Jens-Heiko Adolph

Portrait von Jens-Heiko Adolph in der alten Seegrasspinnerei
Jens-Heiko Adolph, 53 Jahre, Vater von 2 Kindern, Dipl.-Wirt.-Ing. (FH),

Jens-Heiko ist in Raidwangen aufgewachsen und wohnt seit 2006 in Zizishausen. Er ist besonders an einer guten Entwicklung der Stadt Nürtingen interessiert. Zahlreiche Erlebnisse aus seinen ehemaligen Wohnorten Nagold und Tübingen sowie als Elektroniker und Angestellter in bekannten Industrieunternehmen haben seinen Blick geschärft.

  • Ist 53 Jahre alt, verheiratet und hat 2 Kinder
  • Ist Elektroniker und Dipl. Wirt.-Ing. (FH)
  • War beim „Forum Wörth“ dabei und Teilnehmer des „Runden Tisches“
  • Erlebbarkeit des Neckarufers, eine spannende Innenstadt und ein ausgeglichener Haushalt sind für ihn wichtige Ziele der Kommunalpolitik

Nürtingen kann und muss eine bessere Stadt werden

Ich kann ehrliches Interesse an einer guten Entwicklung der Stadt Nürtingen, Erlebnisse aus ehemaligen Wohnorten Nagold und Tübingen, berufliche Erfahrungen als Elektroniker sowie als Angestellter in bekannten Industrieunternehmen einbringen.

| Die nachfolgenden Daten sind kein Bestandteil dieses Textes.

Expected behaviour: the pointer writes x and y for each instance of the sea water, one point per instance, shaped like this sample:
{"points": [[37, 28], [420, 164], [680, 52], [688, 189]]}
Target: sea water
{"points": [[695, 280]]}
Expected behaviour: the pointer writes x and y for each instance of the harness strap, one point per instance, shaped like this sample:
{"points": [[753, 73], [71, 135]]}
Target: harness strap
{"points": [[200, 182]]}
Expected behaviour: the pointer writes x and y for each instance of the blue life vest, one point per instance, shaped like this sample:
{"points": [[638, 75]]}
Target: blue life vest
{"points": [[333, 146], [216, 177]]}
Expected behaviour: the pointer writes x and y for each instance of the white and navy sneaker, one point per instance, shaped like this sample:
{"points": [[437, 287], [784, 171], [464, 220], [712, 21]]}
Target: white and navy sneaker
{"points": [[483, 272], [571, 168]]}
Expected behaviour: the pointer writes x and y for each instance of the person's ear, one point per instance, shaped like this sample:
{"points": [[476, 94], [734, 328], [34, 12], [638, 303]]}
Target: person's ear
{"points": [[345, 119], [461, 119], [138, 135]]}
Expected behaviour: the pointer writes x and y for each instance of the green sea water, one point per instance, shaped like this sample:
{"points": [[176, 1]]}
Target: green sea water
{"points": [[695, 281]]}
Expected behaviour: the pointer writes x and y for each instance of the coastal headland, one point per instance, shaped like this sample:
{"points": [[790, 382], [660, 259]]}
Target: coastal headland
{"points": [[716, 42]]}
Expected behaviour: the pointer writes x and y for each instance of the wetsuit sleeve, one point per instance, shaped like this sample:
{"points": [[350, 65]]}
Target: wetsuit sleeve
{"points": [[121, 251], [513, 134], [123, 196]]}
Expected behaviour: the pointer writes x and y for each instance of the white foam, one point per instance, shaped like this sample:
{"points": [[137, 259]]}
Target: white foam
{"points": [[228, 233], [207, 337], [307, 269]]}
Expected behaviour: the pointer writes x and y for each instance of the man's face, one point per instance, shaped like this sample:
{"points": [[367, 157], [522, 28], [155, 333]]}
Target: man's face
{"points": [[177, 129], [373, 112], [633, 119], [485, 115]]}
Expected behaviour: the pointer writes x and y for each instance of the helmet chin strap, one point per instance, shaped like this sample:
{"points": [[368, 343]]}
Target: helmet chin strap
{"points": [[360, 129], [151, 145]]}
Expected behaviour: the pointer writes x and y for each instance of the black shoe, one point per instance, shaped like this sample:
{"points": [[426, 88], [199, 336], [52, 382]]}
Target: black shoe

Die Entscheidung zur Wörth-Bebauung hat mich 2012 aktiviert

Ich war bereits im Forum Wörth aktiv und bin seit der Gründung von NT14 dabei. Bei NT 14 wird mit Wertschätzung und Toleranz diskutiert. Fakten begleiten unsere Entscheidungen und keine Besserwisserei. Wir versuchen die Bürger einzubeziehen und diese zu aktivieren. Die Erlebbarkeit des Neckarufers, eine spannende Innenstadt sowie ein ausgeglichener Finanzhaushalt sind für mich wichtige Ziele, mit denen ich mich bei NT 14 voll wiederfinde.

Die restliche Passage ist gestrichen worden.